Андреева Ганна обрадовалась Игнату, как отцу родному. И плакала, и смеялась, что не мешало ей хлопотать у стола, как обычно, когда гостя долго ожидают и он наконец приходит. Ганна и сейчас была вся нараспах и расторопна, как когда-то, с мгновенными перепадами от веселья до слез, но ни смех, ни слезы, казалось, не могли смутить ее природной душевной доброты и равновесия, характера она была на удивление отходчивого и общительного. И с Андреем они быстро поняли, что им словно бы судьбой назначено жить друг подле друга, но годы шли, а они все никак не могли заиметь ребенка. Это омрачало и незримым грузом угнетало обоих. "Война, по всему, не внесла тут никаких поправок", - отметил про себя Игнат, доставая из вещмешка банку тушенки и приобщая ее к расставленным на столе тарелкам. Но Андрей взял банку и решительно стал заталкивать обратно в вещмешок.
- Не надо, детям отнесешь.
- Детям еще есть, - заперечил Игнат, не давая Андрею настоять на своем.
Так они некоторое время боролись руками, пока не вмешалась Ганна, и тоже твердо:
- Игнат, у нас найдется что поесть, и на столе, видишь, не голо, а это отнеси детям. Мы ж вдвоем, и оба работаем. Отнеси, ей-богу, - попросила она. И Игнат подчинился.

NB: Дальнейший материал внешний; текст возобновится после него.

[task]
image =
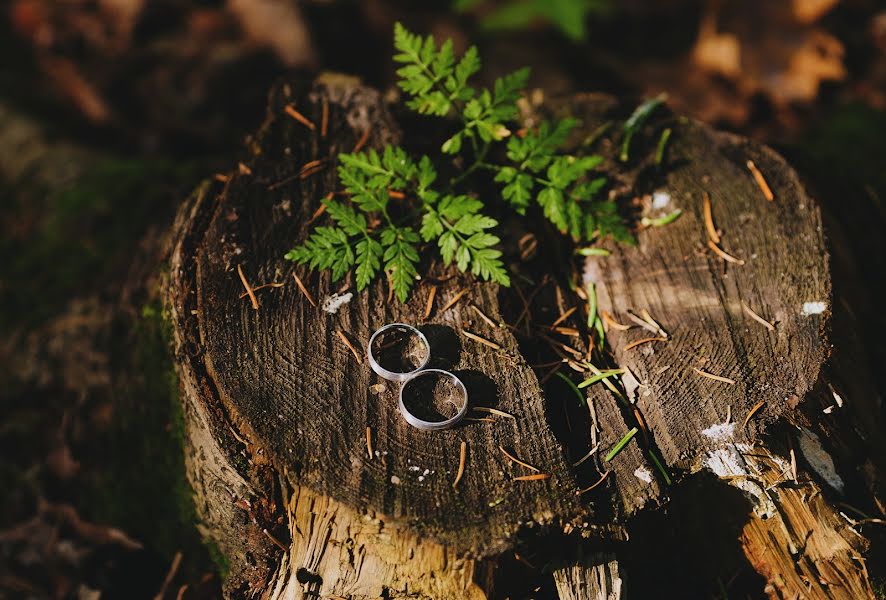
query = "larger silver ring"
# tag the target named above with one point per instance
(434, 425)
(397, 375)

Андрей взял в руку стакан:
- Давай выпьем за тебя, Игнат, за то, что вернулся. Это главное. Сколько людей не пришло, страх подумать. У нас на селе - из пяти хат хорошо если в две вернулись, да и те - кто без руки, кто без ноги. А ты - слава богу. И все остальное, что может быть… - Андрей перехватил настороженный, беспокойный взгляд Ганны и поспешил закончить: - Ага, а все остальное… самый что ни есть пустяк.
Перехватил этот взгляд и Игнат, но поднял свой стакан:
- Ну что ж, вопщетки, ты правду говоришь. Как бы там ни было, на войну идут умирать, хоть каждый и надеется на своего бога. И счастлив тот, кто вернулся. Как подумаю, сколько раз переглядывались со смертью, то не верится, что так полюбовно разошлись. Взять хотя бы, как при орудии был. Ляснет - и все тут. Когда снаряд летит на тебя, его уже не подправишь. Не скажешь ему: "Возьми чуток левее или дальше". А гляди, как вышло. И одно орудие разбило, и второе перевернуло, а я остался. Первый раз троих накрыло, второй - двоих. Во какая алгебра. Правда, когда перешел в артиллерийские мастерские, экспозиция изменилась. Там больше работа была, война дальше отступила. И вот, видишь, приехал. Так уж она распорядилась.